Una volta tanto è piacevole poter scrivere bene di qualcosa e non star sempre lì a criticare e demolire.

Sono andato al cinema a vederlo per via della scena della piantina nata su Marte nel trailer, pensavo fosse un film di fantascienza/azione e invece mi sono trovato di fronte ad una fiaba umana che apre il cuore alla speranza.

Il film non è di per sé fantascientifico, si mostra abbastanza realistico in questo: è la storia di una missione umana su Marte in cui, a causa di un incidente, un astronauta viene lasciato a terra (o lasciato a Marte?) perché ritenuto morto. Tutto il resto del film narrerà i tentativi dell'astronauta di rimanere in vita e della Nasa di riportarlo a casa.

Ciò che risulta utopistico non sono tanto le botte di culo di Mark Watney (Matt Damon) ma la sconfitta del cinismo sul pianeta terra, dove le ragioni della politica, del profitto, dell'interesse personale cedono il passo al valore della vita umana e della solidarietà.

Ciò che è incredibile non è tanto la sintesi dell'acqua su Marte o la nascita della vita sullo stesso, ma che la Nasa, una volta appresa la notizia della sopravvivenza di Mark Watney, non insabbiasse la notizia e ammettesse l'errore rendendo così partecipe l'umanità del dramma umano dell'astronauta. Il cuore del film parla di questo, di prendersi a cuore il o un problema dell'altro rendendo possibile il miracolo.

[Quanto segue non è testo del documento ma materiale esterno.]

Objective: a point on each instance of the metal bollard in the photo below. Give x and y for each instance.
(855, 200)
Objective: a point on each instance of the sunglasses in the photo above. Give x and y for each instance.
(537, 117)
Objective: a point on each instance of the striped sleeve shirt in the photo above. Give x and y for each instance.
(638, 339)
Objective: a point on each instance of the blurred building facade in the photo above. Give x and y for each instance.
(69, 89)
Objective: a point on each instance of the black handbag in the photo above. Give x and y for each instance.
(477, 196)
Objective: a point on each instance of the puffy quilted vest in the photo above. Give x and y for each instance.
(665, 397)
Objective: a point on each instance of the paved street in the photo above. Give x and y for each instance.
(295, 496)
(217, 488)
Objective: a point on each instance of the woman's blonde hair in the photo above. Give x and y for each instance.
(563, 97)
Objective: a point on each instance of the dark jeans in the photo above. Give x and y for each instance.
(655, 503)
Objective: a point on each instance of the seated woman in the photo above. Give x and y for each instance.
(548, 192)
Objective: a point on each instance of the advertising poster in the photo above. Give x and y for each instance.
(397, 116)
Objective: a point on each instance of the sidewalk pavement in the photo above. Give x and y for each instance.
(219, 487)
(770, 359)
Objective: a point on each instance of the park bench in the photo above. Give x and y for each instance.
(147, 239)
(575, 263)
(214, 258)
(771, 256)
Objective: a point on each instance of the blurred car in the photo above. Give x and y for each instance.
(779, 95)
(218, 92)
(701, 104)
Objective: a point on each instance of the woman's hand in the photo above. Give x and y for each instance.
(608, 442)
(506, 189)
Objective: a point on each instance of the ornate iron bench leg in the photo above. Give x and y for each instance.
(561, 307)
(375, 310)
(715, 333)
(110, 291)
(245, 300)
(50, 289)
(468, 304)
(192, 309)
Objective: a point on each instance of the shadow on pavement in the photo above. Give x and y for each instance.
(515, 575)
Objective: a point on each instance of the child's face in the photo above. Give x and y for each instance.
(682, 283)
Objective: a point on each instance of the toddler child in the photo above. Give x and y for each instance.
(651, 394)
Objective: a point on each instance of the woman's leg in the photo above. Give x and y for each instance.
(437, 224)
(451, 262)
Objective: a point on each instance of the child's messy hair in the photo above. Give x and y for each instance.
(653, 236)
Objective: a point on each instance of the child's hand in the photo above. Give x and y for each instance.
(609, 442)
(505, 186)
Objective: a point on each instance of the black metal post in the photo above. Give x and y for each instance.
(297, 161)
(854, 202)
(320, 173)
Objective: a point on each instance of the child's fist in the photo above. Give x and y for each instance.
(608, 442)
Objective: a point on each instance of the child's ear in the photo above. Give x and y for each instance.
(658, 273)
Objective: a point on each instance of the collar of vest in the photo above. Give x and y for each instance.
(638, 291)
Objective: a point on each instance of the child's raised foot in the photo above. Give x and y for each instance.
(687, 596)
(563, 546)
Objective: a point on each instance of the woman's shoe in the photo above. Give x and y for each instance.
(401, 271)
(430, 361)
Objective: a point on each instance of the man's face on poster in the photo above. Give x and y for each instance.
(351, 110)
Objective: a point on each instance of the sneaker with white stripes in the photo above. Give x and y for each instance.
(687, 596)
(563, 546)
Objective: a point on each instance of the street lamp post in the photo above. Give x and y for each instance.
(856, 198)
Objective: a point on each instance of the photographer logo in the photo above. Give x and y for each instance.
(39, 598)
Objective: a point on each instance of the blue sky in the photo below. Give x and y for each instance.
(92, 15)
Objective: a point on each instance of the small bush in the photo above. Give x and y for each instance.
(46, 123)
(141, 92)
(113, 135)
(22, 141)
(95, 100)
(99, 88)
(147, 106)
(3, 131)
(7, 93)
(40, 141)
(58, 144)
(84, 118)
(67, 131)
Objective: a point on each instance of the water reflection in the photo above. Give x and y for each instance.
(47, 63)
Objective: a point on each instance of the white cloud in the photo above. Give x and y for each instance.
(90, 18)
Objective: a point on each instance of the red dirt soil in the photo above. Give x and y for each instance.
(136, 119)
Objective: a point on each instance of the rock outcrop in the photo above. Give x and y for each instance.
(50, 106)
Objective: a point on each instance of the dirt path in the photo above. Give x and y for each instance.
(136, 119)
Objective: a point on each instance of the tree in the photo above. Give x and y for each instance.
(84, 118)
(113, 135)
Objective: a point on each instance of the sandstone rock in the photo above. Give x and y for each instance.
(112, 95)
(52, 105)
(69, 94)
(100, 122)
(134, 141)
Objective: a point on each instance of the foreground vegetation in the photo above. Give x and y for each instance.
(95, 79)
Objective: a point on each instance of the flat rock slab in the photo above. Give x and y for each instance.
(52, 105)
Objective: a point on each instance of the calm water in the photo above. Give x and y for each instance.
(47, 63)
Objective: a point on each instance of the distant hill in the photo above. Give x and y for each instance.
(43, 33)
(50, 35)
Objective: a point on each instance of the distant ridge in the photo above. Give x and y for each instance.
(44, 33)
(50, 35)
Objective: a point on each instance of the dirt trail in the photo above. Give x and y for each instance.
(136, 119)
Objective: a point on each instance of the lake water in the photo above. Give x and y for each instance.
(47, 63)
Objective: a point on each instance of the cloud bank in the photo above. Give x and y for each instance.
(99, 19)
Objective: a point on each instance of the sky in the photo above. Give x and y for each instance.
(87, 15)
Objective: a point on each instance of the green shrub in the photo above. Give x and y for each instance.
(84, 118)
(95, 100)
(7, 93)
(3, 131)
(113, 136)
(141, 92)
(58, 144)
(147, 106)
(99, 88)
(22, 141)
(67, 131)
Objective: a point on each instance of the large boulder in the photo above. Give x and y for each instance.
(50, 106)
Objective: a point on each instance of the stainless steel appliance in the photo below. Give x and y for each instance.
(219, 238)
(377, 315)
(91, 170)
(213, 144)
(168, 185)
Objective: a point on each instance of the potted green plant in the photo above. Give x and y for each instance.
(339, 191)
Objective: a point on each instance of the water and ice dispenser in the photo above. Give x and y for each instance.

Quello che comanda nel film è il senso della coscienza, di cosa è giusto e cosa non lo è, lo spirito di sacrificio e di pietà.
Tutti decidono di pagare un prezzo per riportare a casa l'astronauta, il vicedirettore perderà il suo posto, il governo spenderà milioni di dollari, la Cina rinuncia alla segretezza di un suo brevetto, il capitano non volerà mai più, il resto della spedizione prolungherà il distacco dai propri affetti familiari e così via.
Il dato meno credibile sono proprio i milioni di dollari e la rinuncia della Cina, ma è forse anche questo lato, forse un po' troppo ottimista ed ingenuo a far sognare, quasi il racconto di un modo ripristinato ai tempi dell'eden perduto, dove tutti sono in funzione del mettersi al servizio degli altri, eppure quasi credibile, chiedendoci per un attimo di spegnere il cinismo e di credere che quello mostrato sia un mondo effettivamente possibile.

È inoltre un film come pochi in cui viene davvero esaltata la libertà umana, dove il salvato dà tutto sé stesso per farcela, non è passivo ad aspettare che siano gli altri a fare qualcosa, non inveisce, non si lamenta, fa.
Era tanto che non passavo 2 ore e 15 minuti così piacevoli al cinema senza annoiarmi.